Just this spring, Swiss packaging manufacturer Neopac announced plans to build a new facility in North Carolina. The $30 million investment will create over 40 jobs. 

Why are companies from this tiny European nation seeking out American consumers and workers? Because the United States remains the most lucrative market in the world -- and a great place to do business. Especially in the current climate with the ongoing threat of tariffs, U.S. leaders need to keep a global business focus and foreign firms will continue to flock to the United States.  

Bastong writes: "Swiss companies have poured a cumulative $224 billion into the U.S. economy, eclipsing European stalwarts like France and Italy, global behemoths China and India, and even NAFTA-partner Mexico."

Foreign firms, regardless of size, can't afford to ignore the American market. U.S. consumers dished out $13 trillion on goods and services in 2016 -- "nearly a third of the entire world's household consumption," according to the U.S. Department of Commerce's International Trade Administration.     

As the general manager of Dr. Dünner, a natural health products company in Switzerland, I can personally attest to the importance of the U.S. market for growing brands. 

Today, the United States isn't the driving force behind our sales. U.S. consumers only accounted for about 2 percent of our total product turnover last year. But we're anticipating that figure to grow to 10 percent in just three years. 

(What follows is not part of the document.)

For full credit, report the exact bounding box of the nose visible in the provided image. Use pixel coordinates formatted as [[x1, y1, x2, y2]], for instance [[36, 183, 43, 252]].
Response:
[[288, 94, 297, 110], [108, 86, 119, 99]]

Our first real quarter in the U.S. showed the potential of this market. After re-launching our brand in the United States in a way that communicated more effectively to the American consumer, we garnered twice as much revenue as we had during our previously most successful quarter. 

Besides selling to U.S. consumers, many Swiss companies are also building plants and offices in America. Why? According to the World Bank, the United States ranks sixth on a global scale for ease of doing business.  

Take Nestle. The international brand is a household name in the United States. In 2016, Nestle reported $27 billion in U.S. sales and 97 percent of U.S. households consumed at least one Nestle product. The company directly employs 51,000 Americans across its brands.  

Or consider UBS, the Swiss global banking titan that boasts nearly 300 locations across the United States. Thanks to the recent tax overhaul, which lowered the corporate tax rate from 35 to 21 percent, UBS is looking to ramp up its investment in America. The new law makes the United States an "attractive place to run businesses and attract businesses," according to UBS Chief Executive Sergio Ermotti.  

UBS and Nestle are in good company. Swiss firms are responsible for more than 460,000 U.S. jobs, including almost 190,000 manufacturing positions.

Swiss companies see great potential in the United States, but in truth, the optimism is mutual. American firms have invested over $170 billion in Switzerland.  

As a small country, we have to punch above our weight to stay competitive. One way we do that is by knowing where to find good business partners -- we've found one in the United States.  

Robert Bastong is the general manager of Dr. Dünner, a Swiss herbal supplement producer.